What Is Normal Market Size?
Normal market size is a share classification structure based on the number of shares outstanding. This classification is used in determining the number of shares that a market maker can trade at the quoted price.
- Normal Market Size (NMS) is the minimum number of shares in a particular company that can be traded at a specific price.
- Market makers cannot offer set bid and ask prices for an indefinite number of shares, but they must offer enough shares to keep trade flowing and markets liquid.
- To manage that need for liquidity, they must at least offer set prices for volumes of stock at the NMS.
- Traders can still buy or sell shares above the NMS, but the price may be higher or lower than the quoted price.

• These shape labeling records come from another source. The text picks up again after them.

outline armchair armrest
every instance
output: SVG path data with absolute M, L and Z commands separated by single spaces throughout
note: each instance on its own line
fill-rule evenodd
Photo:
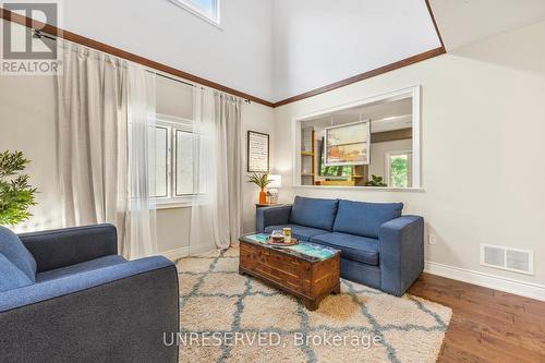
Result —
M 178 274 L 148 257 L 0 294 L 4 362 L 177 362 Z M 168 339 L 166 341 L 169 341 Z
M 118 235 L 112 225 L 23 233 L 19 238 L 36 259 L 38 273 L 118 254 Z
M 424 219 L 402 216 L 380 226 L 380 288 L 401 297 L 424 270 Z
M 290 221 L 292 205 L 257 208 L 255 214 L 256 232 L 262 233 L 268 226 L 287 225 Z

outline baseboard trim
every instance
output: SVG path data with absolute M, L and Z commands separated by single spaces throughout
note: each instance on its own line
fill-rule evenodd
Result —
M 174 262 L 177 259 L 180 259 L 182 257 L 186 257 L 190 255 L 190 247 L 180 247 L 175 250 L 169 250 L 165 252 L 160 252 L 160 255 L 167 257 L 168 259 Z
M 489 289 L 545 301 L 545 286 L 426 261 L 424 271 Z

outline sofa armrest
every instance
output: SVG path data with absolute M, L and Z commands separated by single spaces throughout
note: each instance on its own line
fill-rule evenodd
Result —
M 112 225 L 23 233 L 19 238 L 36 259 L 38 273 L 118 254 L 118 234 Z
M 401 297 L 424 270 L 424 219 L 402 216 L 380 226 L 380 288 Z
M 256 232 L 262 233 L 268 226 L 287 225 L 290 221 L 292 205 L 257 208 L 255 214 Z
M 2 362 L 177 362 L 178 274 L 148 257 L 0 294 Z

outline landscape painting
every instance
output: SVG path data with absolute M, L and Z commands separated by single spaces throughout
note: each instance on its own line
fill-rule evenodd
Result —
M 326 167 L 370 164 L 368 121 L 327 128 L 325 138 Z

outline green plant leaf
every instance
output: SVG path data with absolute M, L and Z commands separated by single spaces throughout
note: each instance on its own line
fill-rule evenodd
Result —
M 37 190 L 20 173 L 29 162 L 22 152 L 0 154 L 0 225 L 15 226 L 32 216 L 28 208 L 36 205 Z

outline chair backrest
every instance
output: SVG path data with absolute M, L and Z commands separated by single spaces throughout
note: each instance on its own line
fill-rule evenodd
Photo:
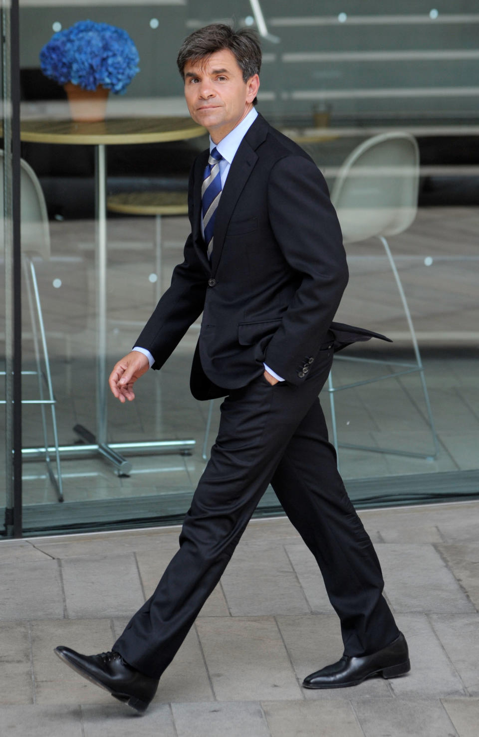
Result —
M 43 259 L 50 256 L 50 231 L 45 198 L 32 167 L 20 161 L 21 238 L 22 251 L 36 253 Z M 0 206 L 4 198 L 4 152 L 0 150 Z M 3 206 L 0 206 L 0 254 L 3 254 Z
M 334 184 L 345 243 L 395 235 L 416 217 L 419 153 L 406 133 L 387 133 L 364 141 L 348 156 Z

- Generally, the larger the company, the higher the NMS figure, as bigger companies tend to have more outstanding shares and a higher level of liquidity.
Understanding Normal Market Size
Normal market size (NMS) is the minimum number of securities for which a market maker is obliged to quote firm bid and ask prices. In a quote-driven market, market makers cannot be expected to offer firm quotes up to an unlimited size. However, they must provide sufficient liquidity for investors to be able to transact reasonable quantities of a security at a quoted price. This is what constitutes the normal market size.
How Normal Market Size Works
If Company X has an NMS of 1,000, a market maker must quote firm prices for volumes of that stock at least that size. The market maker may go higher though. For example, they may quote 3,000 as a size offer and a 3,000 bid. In such a scenario, a trader should be able to buy or sell up to 3,000 shares of Company X via that market maker at the quoted prices.
The market maker's quote will show on a trader's screen as Company X at $1.05 - $1.10 (3,000 x 3,000). This means the market maker is prepared to sell up to 3,000 shares at $1.10 or buy up to 3,000 shares at $1.05.
If a trader wants to buy or sell more than 3,000 shares, this may be possible, but the trader may have to pay more than the quoted price for the shares or accept less than the quoted price to sell the shares. Breaking the transaction up into smaller trades may allow a trader to buy or sell the shares in question at the desired price.
Large companies tend to have high NMS figures because of their high liquidity levels. For example, a large company may often see millions of its shares traded in one day, which makes for an NMS in the tens of thousands of shares. In these instances, a trader can be pretty sure if they buy 3,000 shares, the prices quoted are good, and the order won't move the market.
Small companies have lower NMS figures because their shares tend to be less liquid. However, this doesn't necessarily mean that a trader can't purchase a number of shares larger than the NMS. If the trade request is within the market makers quoted size, then a trader should be able to deal.